Various things I’ve written about over the past year, ideas on changing gameplay, stimulating the market etc., have been about trying to improve the platform for both Sorare and the userbase, not just short-term but for the long-term. Of course it’s expected sentiment that will ebb and flow but unfortunately it feels like some of the recent updates from Sorare are neglecting sentiment entirely. Those decisions may well be the right choice for the platform long-term but at what cost, and are all costs (the impact of sentiment) considered? I sincerely hope it’s a cost they can afford.

I have likely forgotten/neglected to mention a number of other swaying factors over the last year but these were the ones that stuck out to me as impactful towards sentiment, either for better or for worse, and alas for secondary market volumes.

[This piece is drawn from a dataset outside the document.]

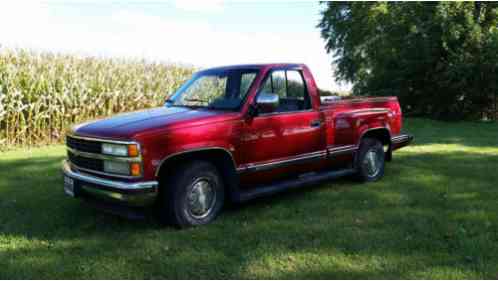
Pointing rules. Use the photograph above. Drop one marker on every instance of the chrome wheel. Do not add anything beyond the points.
(372, 162)
(201, 198)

Sorare may well be able to notch this year down as a success overall — PL onboarded, more users than ever before, app development, mobile first experience, ability to instant buy cards within the app, rivals, multiple new rollouts to UX and design, cash wallet, club shop, socoins, collecting becoming a thing, the list goes on. Kudos to the team for some great developments. However, I dare say they might finish 2023 with a bitter taste in respect to what could have been. I am confident that projections 12 months ago, from both a user and a revenue front, would have been significantly more than what we’ve arrived at today.

Customer sentiment & secondary market volumes might be a bit of a catch-22, chicken and egg, self-fulfilling prophecy. Which one pushes or pulls the other? I believe they are closely linked and the key to Sorare delivering a successful 2024, so the goal should be to reduce circumstances where either may drop further.